Dinker, immer wieder Dinker: Schon während des Theologie-Studiums in Münster und Bochum hat er in St. Othmar erste Predigten gehalten. Von 1987 bis 1988 kehrte nach dem Studium während seiner Zeit im so genannten Hilfsdienst in Lippborg in die Heimat zurück und war natürlich auch in Dinker und der Kirchengemeinde wieder oft gesehen. Die folgenden Jahre hat er ab 1988 in der Möhne-Gemeinde verbracht: „Achtzehn Jahre Diaspora-Dienst in Völlinghausen und Möhnesee.“

Als nächste und vorläufig letzte Station steht ab 2006 die Petri-Pauli-Gemeinde in Soest in seiner Vita, ehe es ab 2015 zurück zu den Wurzeln nach Dinker ging. Wie war die Rückkehr in die Heimat; in die bestens vertrauten Gefilde, wo der Pfarrer nahezu jeden Stein seiner Kirche, aber in jedem Fall jedes Gemeindeglied bestens kennt: „Das ist eine spannende Frage. Auch ich habe mich ja gefragt: Kann man Pfarrer in seiner Heimatgemeinde sein?“

Und wie lautet heute, nach acht Jahren die Antwort? Vedder: „Die Antwort kann ich nur für mich geben. Die hat keine allgemeine Gültigkeit. Für mich kann ich sagen: Ja, man kann.“ Eines sei ihm dabei klar geworden: Der Dienst in der Heimatgemeinde sei deutlich intensiver und extremer: „Für die Menschen hier bin ich ja einer von ihnen.“ Das bedeute Dienst an sieben Tage die Woche und auch nach Dienstschluss müsse man noch zur Verfügung stehen.

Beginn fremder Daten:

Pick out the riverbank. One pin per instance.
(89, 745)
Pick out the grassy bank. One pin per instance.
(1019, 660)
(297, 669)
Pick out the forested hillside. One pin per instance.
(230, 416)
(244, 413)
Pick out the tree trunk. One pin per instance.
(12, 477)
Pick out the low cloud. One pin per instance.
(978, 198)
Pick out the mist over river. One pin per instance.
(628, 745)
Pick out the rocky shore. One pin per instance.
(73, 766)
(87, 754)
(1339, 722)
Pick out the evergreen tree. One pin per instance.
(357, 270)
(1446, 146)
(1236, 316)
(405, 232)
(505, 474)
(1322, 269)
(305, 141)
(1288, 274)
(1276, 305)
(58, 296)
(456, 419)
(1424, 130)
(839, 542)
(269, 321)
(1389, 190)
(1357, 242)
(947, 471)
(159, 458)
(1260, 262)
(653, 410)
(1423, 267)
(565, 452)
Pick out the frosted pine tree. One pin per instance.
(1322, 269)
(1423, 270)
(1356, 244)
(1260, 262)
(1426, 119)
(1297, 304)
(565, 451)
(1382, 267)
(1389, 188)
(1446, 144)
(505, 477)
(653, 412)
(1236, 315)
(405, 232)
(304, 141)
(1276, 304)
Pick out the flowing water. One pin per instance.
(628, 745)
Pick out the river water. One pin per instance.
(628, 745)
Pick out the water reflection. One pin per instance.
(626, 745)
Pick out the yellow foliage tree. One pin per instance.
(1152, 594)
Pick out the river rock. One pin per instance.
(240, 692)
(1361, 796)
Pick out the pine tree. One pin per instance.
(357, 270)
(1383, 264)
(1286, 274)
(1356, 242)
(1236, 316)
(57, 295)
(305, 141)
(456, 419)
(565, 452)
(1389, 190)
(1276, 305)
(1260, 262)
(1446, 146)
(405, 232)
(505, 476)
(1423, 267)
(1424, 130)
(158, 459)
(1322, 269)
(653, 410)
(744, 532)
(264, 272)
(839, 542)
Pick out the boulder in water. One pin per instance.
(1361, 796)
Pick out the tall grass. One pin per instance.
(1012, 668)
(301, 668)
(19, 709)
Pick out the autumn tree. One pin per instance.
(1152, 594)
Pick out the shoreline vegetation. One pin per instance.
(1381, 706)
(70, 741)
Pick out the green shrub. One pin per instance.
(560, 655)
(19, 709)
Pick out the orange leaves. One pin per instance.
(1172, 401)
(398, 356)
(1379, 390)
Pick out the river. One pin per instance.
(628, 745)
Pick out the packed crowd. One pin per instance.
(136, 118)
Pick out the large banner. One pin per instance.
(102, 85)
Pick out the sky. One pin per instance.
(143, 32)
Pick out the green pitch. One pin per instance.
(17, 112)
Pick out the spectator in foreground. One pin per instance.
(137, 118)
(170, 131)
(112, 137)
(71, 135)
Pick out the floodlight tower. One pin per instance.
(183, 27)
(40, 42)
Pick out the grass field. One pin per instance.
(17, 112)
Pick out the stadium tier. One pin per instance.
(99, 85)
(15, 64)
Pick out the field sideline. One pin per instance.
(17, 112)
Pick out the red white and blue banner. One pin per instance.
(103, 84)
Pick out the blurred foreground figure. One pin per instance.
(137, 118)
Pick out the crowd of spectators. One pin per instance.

„Aber“, so Vedder, „das hat mir Spaß gemacht. Das habe ich gerne gemacht. Das alles war immer ein Geben und Nehmen.“ Wohl auch deshalb gibt es praktisch keinen Verein, in dem er nicht Mitglied ist. „Das gehört einfach dazu.“

Rückblickend erinnert er sich an eine ganze Reihe von Projekten, der er während seiner nunmehr 38 Dienstjahre initiiert oder begleitet hast: Bau des Kindergartens „Arche“ in Völlinghausen, Notfall- und Feuerwehr-Seelsorge, Miterfinder der Motorrad-Wallfahrt „MotoMaria“, Pfingstzeltlager, Krippenausstellung, Fusion der Welveraner Kirchengemeinden zur Niederbörde und vieles mehr.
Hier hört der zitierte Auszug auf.